The three of them — Buddy, Marla, and Charlie — drove to Marla’s apartment. At that point, Buddy says, “Charlie got fed up. He was such a gentle soul. He got back in his car, and I walked once around the block and went back up to Marla’s.”
Was Marla surprised? “Not really,” she says. “I fell in love that night.”
“We saw each other every day after that,” Buddy says. “When I wanted to see her, I had to go to Columbia and sleep in a cot at the lab.”
Marla concurs. “It was a lot of work, and Buddy helped me,” she says.
Buddy and Marla were married exactly eight months later, on Aug. 10, 1961. They would have married in June had Marla’s parents not been Republicans and Buddy a Democrat. “My parents did not intend to be at my wedding,” Marla says. “So, it was very small, only 24 people at my sister-in-law’s home, which was downstairs from Mrs.

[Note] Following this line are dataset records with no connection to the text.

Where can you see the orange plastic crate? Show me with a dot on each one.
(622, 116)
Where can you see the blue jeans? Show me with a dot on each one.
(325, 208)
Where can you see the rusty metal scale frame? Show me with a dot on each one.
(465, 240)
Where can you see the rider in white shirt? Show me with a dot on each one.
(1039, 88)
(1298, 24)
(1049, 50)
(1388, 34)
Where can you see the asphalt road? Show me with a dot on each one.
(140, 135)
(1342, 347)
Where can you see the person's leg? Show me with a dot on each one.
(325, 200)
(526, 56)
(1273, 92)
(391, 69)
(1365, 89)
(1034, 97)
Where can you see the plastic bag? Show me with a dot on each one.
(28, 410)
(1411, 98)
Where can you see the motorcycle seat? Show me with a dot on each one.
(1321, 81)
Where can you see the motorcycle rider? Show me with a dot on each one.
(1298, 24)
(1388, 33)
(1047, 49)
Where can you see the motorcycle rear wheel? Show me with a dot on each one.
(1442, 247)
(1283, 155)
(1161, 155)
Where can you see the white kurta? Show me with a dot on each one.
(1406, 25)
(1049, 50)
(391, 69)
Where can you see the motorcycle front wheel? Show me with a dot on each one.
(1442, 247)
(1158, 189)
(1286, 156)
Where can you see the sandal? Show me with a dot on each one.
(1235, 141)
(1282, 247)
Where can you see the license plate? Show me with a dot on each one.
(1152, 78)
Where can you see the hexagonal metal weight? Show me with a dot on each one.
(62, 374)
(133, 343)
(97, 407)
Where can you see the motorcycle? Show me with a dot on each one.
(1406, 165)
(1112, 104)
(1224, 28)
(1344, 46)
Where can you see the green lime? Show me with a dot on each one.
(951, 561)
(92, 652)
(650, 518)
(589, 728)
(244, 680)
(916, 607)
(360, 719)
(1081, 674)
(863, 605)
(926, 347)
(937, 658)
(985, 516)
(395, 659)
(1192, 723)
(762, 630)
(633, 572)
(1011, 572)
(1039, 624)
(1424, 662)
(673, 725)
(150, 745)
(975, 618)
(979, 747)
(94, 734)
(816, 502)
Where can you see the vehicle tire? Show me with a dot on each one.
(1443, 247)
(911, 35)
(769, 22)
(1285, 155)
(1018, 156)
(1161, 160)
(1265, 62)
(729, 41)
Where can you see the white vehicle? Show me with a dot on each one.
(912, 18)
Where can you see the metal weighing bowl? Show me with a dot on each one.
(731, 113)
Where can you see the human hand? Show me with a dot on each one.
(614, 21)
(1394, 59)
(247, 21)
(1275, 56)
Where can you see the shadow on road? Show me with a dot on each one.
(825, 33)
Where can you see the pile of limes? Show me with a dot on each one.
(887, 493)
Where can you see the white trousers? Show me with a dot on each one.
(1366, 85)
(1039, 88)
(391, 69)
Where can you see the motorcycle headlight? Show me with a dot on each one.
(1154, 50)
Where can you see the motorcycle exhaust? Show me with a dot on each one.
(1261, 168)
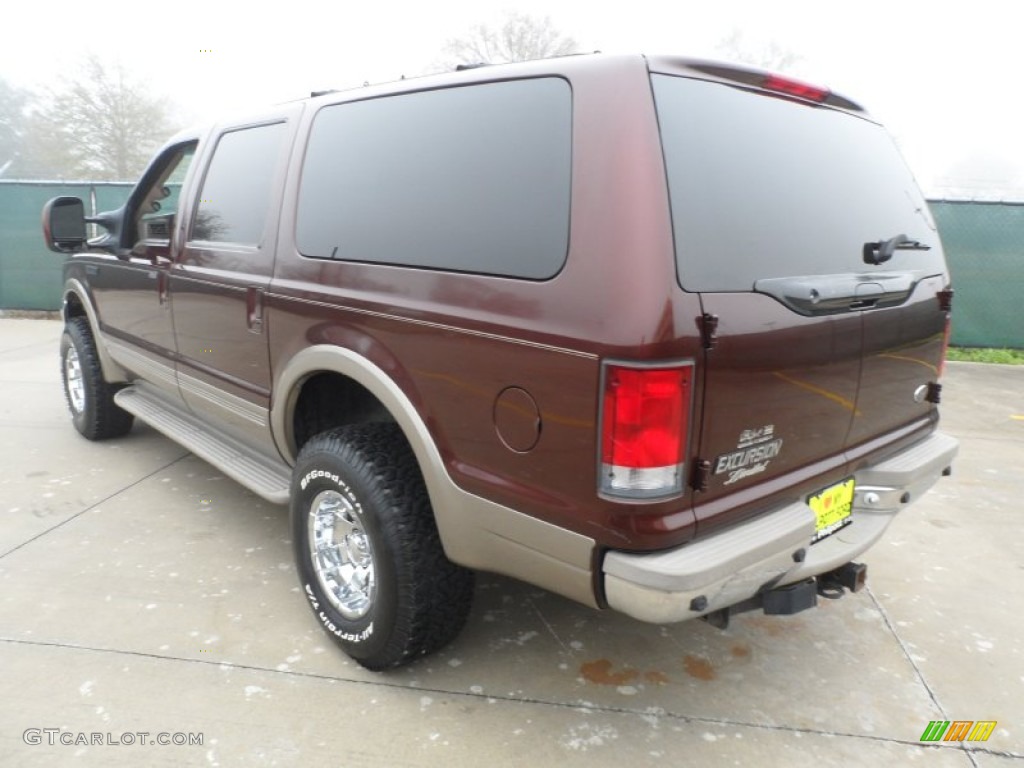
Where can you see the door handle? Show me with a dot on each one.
(254, 309)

Roosevelt’s.” Buddy’s older sister and Eleanor Roosevelt were close friends. “My family was very Republican, and back in Ohio, we knew very few Democrats,” Marla says. “Mrs. Roosevelt helped give me away.”

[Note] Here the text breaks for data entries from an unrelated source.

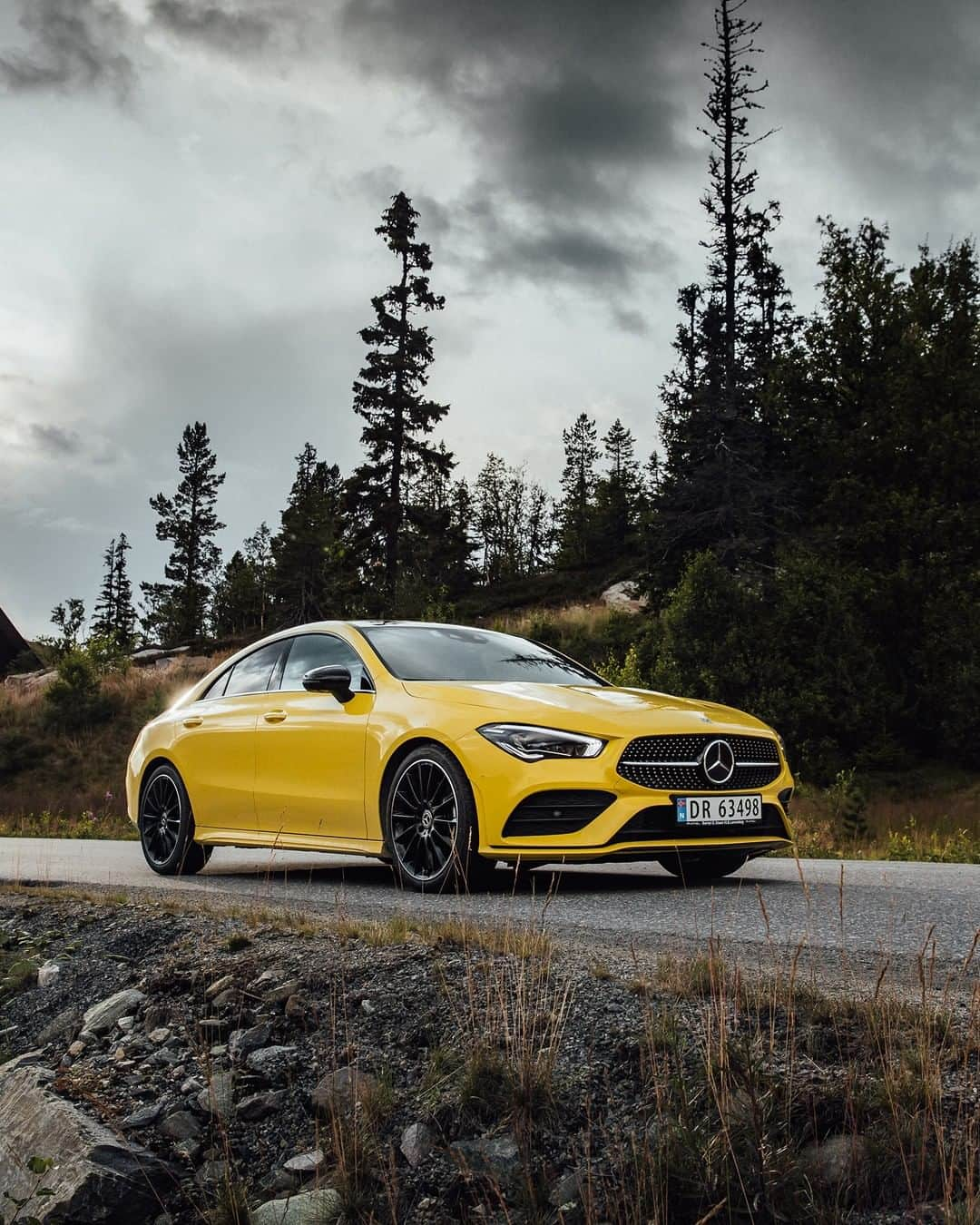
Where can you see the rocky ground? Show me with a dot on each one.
(186, 1066)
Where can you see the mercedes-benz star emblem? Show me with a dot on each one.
(718, 762)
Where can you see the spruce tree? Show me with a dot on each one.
(720, 482)
(436, 545)
(178, 609)
(619, 493)
(104, 614)
(577, 506)
(312, 577)
(388, 395)
(124, 614)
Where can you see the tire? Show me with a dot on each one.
(167, 826)
(702, 868)
(429, 818)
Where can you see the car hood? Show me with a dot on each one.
(610, 712)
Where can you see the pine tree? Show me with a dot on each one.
(720, 482)
(114, 615)
(103, 622)
(178, 609)
(124, 614)
(619, 493)
(436, 545)
(388, 395)
(312, 576)
(577, 506)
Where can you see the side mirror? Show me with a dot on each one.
(333, 679)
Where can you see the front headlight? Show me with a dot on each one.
(533, 744)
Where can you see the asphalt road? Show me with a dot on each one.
(855, 916)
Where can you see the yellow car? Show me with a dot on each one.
(444, 750)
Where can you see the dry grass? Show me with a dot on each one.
(933, 819)
(59, 784)
(581, 619)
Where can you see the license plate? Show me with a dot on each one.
(718, 810)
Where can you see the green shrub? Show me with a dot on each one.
(75, 700)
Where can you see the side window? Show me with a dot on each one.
(318, 651)
(251, 674)
(216, 689)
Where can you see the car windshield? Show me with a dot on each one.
(451, 653)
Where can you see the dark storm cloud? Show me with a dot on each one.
(73, 44)
(571, 104)
(55, 440)
(227, 30)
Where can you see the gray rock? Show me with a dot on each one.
(98, 1178)
(836, 1162)
(222, 984)
(418, 1141)
(273, 1063)
(48, 974)
(304, 1164)
(181, 1126)
(244, 1042)
(343, 1088)
(497, 1157)
(60, 1028)
(101, 1017)
(218, 1096)
(142, 1117)
(320, 1207)
(567, 1190)
(279, 1183)
(216, 1172)
(280, 994)
(189, 1149)
(260, 1105)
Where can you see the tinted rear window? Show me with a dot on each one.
(451, 653)
(251, 674)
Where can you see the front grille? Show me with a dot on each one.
(659, 821)
(555, 812)
(669, 763)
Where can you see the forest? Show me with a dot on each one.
(801, 514)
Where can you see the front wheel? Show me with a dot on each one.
(702, 868)
(167, 826)
(430, 825)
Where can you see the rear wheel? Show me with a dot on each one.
(702, 868)
(430, 825)
(167, 826)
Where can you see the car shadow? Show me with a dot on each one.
(541, 882)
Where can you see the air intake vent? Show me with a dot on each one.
(555, 812)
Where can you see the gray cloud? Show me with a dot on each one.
(571, 104)
(227, 30)
(74, 44)
(55, 440)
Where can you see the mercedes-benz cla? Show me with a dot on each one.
(444, 750)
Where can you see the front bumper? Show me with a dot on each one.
(501, 783)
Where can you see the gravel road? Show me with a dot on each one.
(855, 916)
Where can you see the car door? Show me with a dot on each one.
(310, 759)
(216, 741)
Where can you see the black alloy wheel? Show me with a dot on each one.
(430, 823)
(167, 826)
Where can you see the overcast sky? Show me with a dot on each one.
(189, 191)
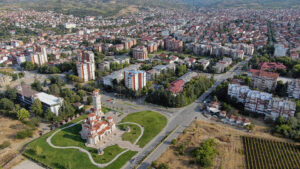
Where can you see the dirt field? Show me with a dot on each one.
(8, 131)
(131, 9)
(229, 145)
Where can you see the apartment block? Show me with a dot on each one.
(135, 80)
(36, 58)
(172, 44)
(263, 80)
(257, 101)
(294, 88)
(140, 52)
(261, 102)
(279, 107)
(238, 92)
(86, 65)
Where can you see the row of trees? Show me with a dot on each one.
(46, 69)
(293, 66)
(192, 90)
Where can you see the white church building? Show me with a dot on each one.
(95, 127)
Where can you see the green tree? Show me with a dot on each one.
(6, 104)
(28, 65)
(205, 153)
(36, 85)
(49, 115)
(89, 100)
(36, 108)
(11, 93)
(54, 89)
(280, 120)
(296, 70)
(38, 150)
(23, 114)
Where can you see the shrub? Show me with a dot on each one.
(174, 141)
(205, 153)
(163, 166)
(5, 144)
(23, 134)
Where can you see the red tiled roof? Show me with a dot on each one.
(176, 86)
(271, 65)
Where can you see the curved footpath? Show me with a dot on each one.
(88, 153)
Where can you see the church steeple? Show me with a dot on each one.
(97, 102)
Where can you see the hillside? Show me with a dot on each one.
(124, 7)
(88, 7)
(245, 3)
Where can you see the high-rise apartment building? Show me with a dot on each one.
(135, 80)
(86, 65)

After the wedding, “We got in our car and drove to Provincetown,” Buddy says. “We had our honeymoon at little Seascape House, which is gone. It’s now the Surfside Hotel.”
For their 10th wedding anniversary, Buddy surprised Marla with the gift of a summer home in Wellfleet. Since then, they’ve spent more and more time on the Outer Cape, and have lived here year-round since Buddy retired. They recently moved into the Residences at Seashore Point in Provincetown.
How have they managed to stay together for nearly 60 years? “I think it’s the remembering of everything we have,” Marla says. “Whenever we would get into a problem period, which you do, it’s important to come back to what you really mean to each other.”
“I’m tough to live with,” Buddy says. “I raise my voice before I even think of raising my voice. We once had a pretty bad argument, on the beach in Wellfleet. Marla said, ‘I think we should separate.’ And I said, ‘No.’ Nothing says you’re perfect all the way.”
“I was tired of him yelling at me,” Marla says. “I was tired of the kids, even. Then I realized it doesn’t mean a thing. You just know that you love each other, and you have to be together. I have serious health issues now, and Buddy is very, very, very good. He tries to help me whenever he can, and whenever I need him, which is quite often now.”
Buddy considers the last 20 years to be the best of his life. “Something happened,” he says. “We got more intimate. We got twinned at the hip. I mean, the nicest, kindest intimacy happens. No reason, you can’t prepare for it. There was like a Vulcan mind meld, if you remember Star Trek.”
“Buddy just had his 90th birthday,” Marla says. “He’s six years older than I am. It makes you think, what’s left? What do we do from now till then? We just have to live. And that’s what we’re trying to do.”